Good morning. Model release day on a few fronts: Mistral dropped a 128B dense Medium 3.5, IBM refreshed Granite, Qwen shipped a kernel-level optimization for Hopper-and-up GPUs, and inclusionAI floated yet another trillion-parameter model. Meanwhile, Musk’s turn on the witness stand in the OpenAI trial appears to have gone poorly for Musk, and an Nvidia exec admits the quiet part: at today’s prices, the compute is more expensive than the humans.
Mistral Medium 3.5 lands. Mistral has released Medium 3.5, a 128B dense model with a 256k context window scoring 77.6% on SWE-Bench Verified, available as open weights under a modified MIT license and runnable on four GPUs. Alongside it come remote cloud coding agents in Mistral Vibe and a “Work mode” in Le Chat. The HN reaction is that it punches above its weight given the size — a credible alternative to GLM 5.1 (~400GB at Q4) or Kimi K2.5 (~600GB at Q4) — but not a frontier challenger. On the r/LocalLLaMA thread, the bigger surprise is that it’s dense at 128B, an unusual choice in a year of MoE everything; one commenter is already running a Q4 build on a Strix Halo.
IBM Granite 4.1 and Ling-2.6-1T round out the release wave. IBM introduced Granite 4.1 in 3B, 8B, and 30B sizes plus a Granite Vision 4.1 4B, with marketing copy claiming frontier-competitive benchmarks. Reaction in r/LocalLLaMA is unimpressed — one commenter notes the 30B scores 15 on the AA index, the same as Gemma 4 E4B and Qwen 3.5 2B. Separately, inclusionAI posted Ling-2.6-1T, another trillion-parameter agentic model whose benchmarks notably compare against last-gen GLM-5, DeepSeek 3.2, and Kimi 2.5; an early hands-on report describes it bungling a basic HFTransformers script with 250 lines of dead code and a comment claiming it was “tested & working.”

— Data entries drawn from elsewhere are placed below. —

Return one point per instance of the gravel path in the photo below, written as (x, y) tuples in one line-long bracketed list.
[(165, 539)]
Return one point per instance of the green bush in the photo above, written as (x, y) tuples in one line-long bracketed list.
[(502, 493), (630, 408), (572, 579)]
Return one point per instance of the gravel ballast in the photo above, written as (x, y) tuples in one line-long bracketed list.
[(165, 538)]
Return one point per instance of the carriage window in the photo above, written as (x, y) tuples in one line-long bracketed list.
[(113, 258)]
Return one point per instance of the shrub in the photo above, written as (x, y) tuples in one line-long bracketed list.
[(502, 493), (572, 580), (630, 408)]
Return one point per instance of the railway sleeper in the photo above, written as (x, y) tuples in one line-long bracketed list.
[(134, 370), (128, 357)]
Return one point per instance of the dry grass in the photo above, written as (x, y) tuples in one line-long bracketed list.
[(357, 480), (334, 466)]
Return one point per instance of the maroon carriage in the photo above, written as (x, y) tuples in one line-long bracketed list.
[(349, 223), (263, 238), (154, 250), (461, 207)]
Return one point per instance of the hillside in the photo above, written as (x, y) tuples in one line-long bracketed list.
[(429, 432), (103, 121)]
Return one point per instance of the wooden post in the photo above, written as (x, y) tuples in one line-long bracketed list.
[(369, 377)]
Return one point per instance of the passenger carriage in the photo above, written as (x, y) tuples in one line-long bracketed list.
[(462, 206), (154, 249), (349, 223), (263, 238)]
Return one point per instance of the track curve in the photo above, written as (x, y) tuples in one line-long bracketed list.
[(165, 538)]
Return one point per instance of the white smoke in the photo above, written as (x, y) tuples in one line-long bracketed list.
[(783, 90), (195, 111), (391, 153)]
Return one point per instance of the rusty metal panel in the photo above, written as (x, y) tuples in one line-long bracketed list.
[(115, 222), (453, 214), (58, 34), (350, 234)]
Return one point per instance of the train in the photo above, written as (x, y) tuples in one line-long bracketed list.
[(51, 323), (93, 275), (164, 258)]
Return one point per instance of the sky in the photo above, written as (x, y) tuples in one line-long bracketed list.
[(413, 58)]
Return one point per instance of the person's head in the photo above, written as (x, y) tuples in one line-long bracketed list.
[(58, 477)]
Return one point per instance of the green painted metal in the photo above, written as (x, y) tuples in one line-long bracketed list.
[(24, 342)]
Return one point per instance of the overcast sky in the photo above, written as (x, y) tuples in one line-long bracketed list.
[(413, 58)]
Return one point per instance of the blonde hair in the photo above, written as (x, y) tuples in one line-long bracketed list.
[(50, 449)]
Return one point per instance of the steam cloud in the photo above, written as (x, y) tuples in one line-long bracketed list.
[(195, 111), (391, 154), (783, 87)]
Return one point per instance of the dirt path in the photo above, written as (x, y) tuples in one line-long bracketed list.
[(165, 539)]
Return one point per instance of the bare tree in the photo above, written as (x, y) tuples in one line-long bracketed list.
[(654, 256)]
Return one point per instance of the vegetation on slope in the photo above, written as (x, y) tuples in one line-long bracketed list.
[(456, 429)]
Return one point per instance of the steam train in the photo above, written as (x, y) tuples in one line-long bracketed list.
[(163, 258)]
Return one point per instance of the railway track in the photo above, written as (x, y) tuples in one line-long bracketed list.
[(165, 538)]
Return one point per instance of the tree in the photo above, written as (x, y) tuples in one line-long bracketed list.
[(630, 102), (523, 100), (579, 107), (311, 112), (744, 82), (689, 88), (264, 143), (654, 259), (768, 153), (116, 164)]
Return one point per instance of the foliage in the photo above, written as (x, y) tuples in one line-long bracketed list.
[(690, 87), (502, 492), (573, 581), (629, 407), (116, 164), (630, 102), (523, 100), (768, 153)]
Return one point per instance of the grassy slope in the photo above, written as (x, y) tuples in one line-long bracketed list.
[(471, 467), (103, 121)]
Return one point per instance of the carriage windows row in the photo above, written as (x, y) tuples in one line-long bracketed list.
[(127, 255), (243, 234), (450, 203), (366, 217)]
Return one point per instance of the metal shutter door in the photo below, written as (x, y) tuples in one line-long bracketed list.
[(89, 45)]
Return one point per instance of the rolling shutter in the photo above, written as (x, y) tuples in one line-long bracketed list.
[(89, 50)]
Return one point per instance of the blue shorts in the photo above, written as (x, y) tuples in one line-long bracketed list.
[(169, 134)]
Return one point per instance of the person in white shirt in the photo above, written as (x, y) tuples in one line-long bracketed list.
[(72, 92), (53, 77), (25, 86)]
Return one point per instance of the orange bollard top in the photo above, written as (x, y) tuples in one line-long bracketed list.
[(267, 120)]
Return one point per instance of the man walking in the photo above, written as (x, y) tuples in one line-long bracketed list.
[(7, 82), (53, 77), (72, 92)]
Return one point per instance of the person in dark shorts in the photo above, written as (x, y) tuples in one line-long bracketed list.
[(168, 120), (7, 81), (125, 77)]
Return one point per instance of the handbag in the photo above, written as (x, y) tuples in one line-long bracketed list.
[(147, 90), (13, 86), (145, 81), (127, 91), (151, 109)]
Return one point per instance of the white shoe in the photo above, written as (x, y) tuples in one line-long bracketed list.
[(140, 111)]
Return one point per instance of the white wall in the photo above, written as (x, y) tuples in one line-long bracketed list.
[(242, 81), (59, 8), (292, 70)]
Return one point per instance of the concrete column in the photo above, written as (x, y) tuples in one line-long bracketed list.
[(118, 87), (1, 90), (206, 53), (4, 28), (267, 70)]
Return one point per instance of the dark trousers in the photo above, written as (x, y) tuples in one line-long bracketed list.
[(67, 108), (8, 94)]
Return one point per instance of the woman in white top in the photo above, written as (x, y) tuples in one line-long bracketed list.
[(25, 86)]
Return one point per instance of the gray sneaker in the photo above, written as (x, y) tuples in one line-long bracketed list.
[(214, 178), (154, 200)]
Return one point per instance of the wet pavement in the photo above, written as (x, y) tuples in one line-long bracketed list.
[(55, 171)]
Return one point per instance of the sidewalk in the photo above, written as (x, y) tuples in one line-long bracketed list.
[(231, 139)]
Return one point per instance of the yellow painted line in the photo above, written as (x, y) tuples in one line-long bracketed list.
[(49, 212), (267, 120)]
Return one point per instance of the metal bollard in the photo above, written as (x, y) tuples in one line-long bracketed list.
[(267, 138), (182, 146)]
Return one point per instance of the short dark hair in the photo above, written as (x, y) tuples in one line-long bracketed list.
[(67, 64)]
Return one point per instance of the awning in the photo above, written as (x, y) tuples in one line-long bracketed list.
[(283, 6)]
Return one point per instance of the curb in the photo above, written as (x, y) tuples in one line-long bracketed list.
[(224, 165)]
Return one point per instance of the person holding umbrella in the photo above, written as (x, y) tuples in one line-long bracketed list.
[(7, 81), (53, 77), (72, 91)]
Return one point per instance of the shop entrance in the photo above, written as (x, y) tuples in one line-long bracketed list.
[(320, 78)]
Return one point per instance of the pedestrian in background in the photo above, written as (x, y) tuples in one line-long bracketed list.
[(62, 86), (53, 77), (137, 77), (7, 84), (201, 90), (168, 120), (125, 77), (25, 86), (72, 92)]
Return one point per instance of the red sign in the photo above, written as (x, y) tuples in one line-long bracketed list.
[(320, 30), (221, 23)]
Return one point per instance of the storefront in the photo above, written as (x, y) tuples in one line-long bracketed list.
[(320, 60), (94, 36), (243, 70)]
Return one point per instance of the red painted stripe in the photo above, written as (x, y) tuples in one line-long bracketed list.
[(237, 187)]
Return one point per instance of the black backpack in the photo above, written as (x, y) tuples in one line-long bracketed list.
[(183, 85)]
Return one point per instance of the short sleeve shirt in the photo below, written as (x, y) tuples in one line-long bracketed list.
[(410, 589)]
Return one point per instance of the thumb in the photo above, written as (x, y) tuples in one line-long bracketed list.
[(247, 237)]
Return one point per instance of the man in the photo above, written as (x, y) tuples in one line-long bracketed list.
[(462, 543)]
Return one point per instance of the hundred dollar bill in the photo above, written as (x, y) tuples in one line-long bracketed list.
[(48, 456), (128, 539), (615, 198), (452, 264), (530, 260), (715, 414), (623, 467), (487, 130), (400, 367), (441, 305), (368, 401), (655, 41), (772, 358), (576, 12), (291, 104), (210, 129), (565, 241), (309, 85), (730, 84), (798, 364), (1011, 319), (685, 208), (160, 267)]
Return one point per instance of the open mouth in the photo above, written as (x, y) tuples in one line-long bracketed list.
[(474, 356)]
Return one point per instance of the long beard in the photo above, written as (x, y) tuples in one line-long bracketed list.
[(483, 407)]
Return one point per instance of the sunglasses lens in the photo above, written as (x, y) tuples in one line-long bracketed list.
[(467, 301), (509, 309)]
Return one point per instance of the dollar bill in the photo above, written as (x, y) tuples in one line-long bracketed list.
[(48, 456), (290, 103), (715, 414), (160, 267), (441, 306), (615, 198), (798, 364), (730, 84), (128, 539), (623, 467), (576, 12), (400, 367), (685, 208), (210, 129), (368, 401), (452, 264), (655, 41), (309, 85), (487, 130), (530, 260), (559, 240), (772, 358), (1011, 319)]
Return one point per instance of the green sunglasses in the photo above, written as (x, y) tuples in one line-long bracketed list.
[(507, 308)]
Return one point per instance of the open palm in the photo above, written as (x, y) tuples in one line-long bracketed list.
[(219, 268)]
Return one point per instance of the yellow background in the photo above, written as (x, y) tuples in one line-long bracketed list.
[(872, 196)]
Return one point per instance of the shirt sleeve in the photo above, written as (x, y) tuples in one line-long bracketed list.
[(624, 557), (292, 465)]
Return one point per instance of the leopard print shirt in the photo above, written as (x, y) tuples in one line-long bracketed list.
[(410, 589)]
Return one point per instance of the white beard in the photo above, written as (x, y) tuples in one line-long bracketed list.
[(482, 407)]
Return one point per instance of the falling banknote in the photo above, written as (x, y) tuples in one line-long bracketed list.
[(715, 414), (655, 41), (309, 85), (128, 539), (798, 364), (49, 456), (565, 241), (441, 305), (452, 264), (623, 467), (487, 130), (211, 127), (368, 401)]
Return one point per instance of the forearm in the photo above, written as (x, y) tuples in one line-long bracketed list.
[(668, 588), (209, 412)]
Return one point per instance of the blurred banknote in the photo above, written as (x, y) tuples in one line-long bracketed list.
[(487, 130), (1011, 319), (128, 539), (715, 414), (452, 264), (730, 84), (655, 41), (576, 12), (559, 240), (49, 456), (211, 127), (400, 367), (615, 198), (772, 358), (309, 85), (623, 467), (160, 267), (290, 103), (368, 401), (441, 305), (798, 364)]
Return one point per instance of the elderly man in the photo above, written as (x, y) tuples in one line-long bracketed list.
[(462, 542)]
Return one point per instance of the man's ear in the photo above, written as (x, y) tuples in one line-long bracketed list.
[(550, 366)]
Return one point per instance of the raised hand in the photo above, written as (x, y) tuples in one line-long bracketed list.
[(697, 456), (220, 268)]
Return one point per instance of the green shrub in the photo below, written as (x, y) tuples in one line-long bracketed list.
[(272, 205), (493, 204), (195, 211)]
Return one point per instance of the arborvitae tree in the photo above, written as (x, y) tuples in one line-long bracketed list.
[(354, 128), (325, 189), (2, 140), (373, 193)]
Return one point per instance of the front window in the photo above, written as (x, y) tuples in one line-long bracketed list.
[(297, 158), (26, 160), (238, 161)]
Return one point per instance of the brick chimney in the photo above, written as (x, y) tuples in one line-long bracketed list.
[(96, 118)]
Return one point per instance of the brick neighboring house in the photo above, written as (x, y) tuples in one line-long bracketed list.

Qwen ships FlashQLA — for the H100 crowd. Qwen released FlashQLA, a kernel optimization library requiring SM90+, CUDA 12.8, and PyTorch 2.8. Translation: H100s and Blackwell only, with a roughly 30% prefill speedup and nothing for token generation. As one commenter put it, “LOCAL for those of us with an H100 sitting around.”
Speaking of H100 envy: 16 DGX Sparks looking for a job. Someone showed up in r/LocalLLaMA with about $75K of DGX Spark hardware and asked what to run on it. Suggestions included Kimi K2.6 via vLLM and a 16-node DeepSeek V4 setup with unmerged PRs, though everyone agreed token generation will be slow regardless. The replies were mostly variations on “how do you end up with that and no plan” and “sell them, buy H100s.”
Musk’s day in court. The Musk v. Altman trial we noted yesterday saw Musk himself take the stand as the first witness — and by The Verge’s account, it didn’t go well, with Musk dodging yes/no questions, appearing to contradict prior testimony, and scolding opposing counsel. The Verge has also published a running catalog of trial exhibits including 2015-era emails showing Brockman and Sutskever’s concerns about Musk’s control, Altman leaning on Y Combinator for early support, and Jensen Huang gifting OpenAI a supercomputer. Musk is seeking removal of Altman and Brockman plus up to $150B in damages.
Nvidia exec: AI still costs more than the humans it replaces. A Fortune piece cites a senior Nvidia exec and a 2024 MIT study finding AI compute currently exceeds labor costs in most roles, with automation economically viable for only 23% of vision-related jobs. That hasn’t stopped Big Tech from committing $740B in 2026 AI capex (up 69%) while shedding 92,000+ tech workers. Commenters on r/artificial made two reasonable points in opposite directions: layoffs blamed on AI are mostly cost-cutting cover, but compute is on a steep declining curve while salaries aren’t, so today’s snapshot won’t hold for long.
“Alignment whack-a-mole” surfaces memorized books. A new paper shows that fine-tuning aligned LLMs — including GPT-4o, Gemini, and DeepSeek — on plot-summary-to-excerpt tasks can reactivate verbatim recall of copyrighted books that base alignment would otherwise suppress. The HN discussion leans into the legal implications: one commenter predicts a Napster-style copyright reckoning once a redistribution suit against an LLM user lands. Others took it as confirmation that LLMs are, structurally, lossy compression over their training data, dressed up in different language for funding purposes.
That’s the rundown. Watch for closing arguments and a verdict in Musk v. Altman in the coming days, and brace for at least one more model release before the week ends.